Why a prohibition on sex discrimination could actually promote abortion

Jan 18, 2020 San Francisco – Participant to the Women’s March event holds “Pass the Equal Rights Amendment” sign while marching Credit: Sundry Photography/Shutterstock

Washington D.C., Jan 22, 2021 / 10:05 am (CNA).- Members of Congress are looking to resurrect a constitutional amendment banning sex discrimination—one that Catholic groups have warned could promote abortion and transgender ideology.

On Thursday, members of both chambers of Congress introduced a joint resolution to affirm the ratification of the Equal Rights Amendment (ERA).

Originally approved by Congress in 1972 and sent to the states for ratification, with a deadline of 1979, the proposed constitutional amendment forbids sex discrimination. It states that “[e]quality of rights under law shall not be denied or abridged by the United States or by any State on account of sex.”

Catholic groups, including the Virginia Catholic Conference and the U.S. Conference of Catholic Bishops (USCCB), have warned that the language in the amendment could be broadly interpreted to include protection for various issues including abortion and gender-transition surgery.

They have also said that the ratification of the amendment is dubious, as some of the 38 states ratified it after the deadline given by Congress and five other states had rescinded their ratification.

By 1979, the ERA failed to receive support from the necessary three-quarters of states (38) for ratification; even after Congress extended the deadline until 1982, it did not have the support of 38 states.

However, several states have continued to ratify the amendment in recent years with Virginia claiming to be the 38th state overall to do so.

On Thursday, members of Congress—including Sens. Ben Cardin (D-Mary.) and Lisa Murkowski (R-Alaska), and Reps. Jackie Speier (D-Calif.) and Rep. Tom Reed (R-N.Y.), introduced a joint resolution to remove the deadline for ratification and honor the actions of the 38 states.

Three of the members—Murkowski, Speier, and Reed—are Catholic.

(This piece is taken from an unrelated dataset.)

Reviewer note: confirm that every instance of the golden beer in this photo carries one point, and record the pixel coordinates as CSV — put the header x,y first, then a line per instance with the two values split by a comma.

“For survivors of sexual violence, pregnancy discrimination, or unequal pay, the ratification of the ERA will be a critical step towards equal justice,” Rep. Reed said on Thursday.

The USCCB issued a fact-sheet on the ERA in Jan., 2020, explaining its concern with the amendment.

The conference said that when the amendment was initially considered by states in the 1970s, supporters often denied that it included protections for abortion; more recently, however, supporters of the amendment have said it does promote abortion.

For instance, the National Abortion Rights Action League (NARAL) stated in 2019 that the ERA, if ratified, “would reinforce the constitutional right to abortion by clarifying that the sexes have equal rights, which would require judges to strike down anti-abortion laws because they violate both the constitutional right to privacy and sexual equality.”

Thus, the ERA could possibly be used to strike down state and federal restrictions on abortion.

Additionally, the conference warned that the amendment could also promote access to other immoral procedures such as gender-transition surgery, and access to facilities based on one’s gender identity rather than biological sex.

If the Supreme Court extended federal civil rights protections against sex discrimination to also include sexual orientation and gender identity—as the court eventually did in the Bostock decision in June—then the ratification of the ERA’s prohibition of sex discrimination could result in “a radical restructuring of settled societal expectations with respect to sexual difference and privacy,” the conference said in Jan., 2020.

Religious groups such as homeless shelters could also be forced, against their beliefs, to provide access to single-sex facilities based on gender identity and not biological sex, the conference said.

In 2019 members of Congress proposed measures to remove the original deadline for the ERA’s ratification, and the House in 2020 passed a measure removing the deadline; the effort failed in the Senate.

It is unclear if the efforts to retroactively remove deadlines would succeed in the courts.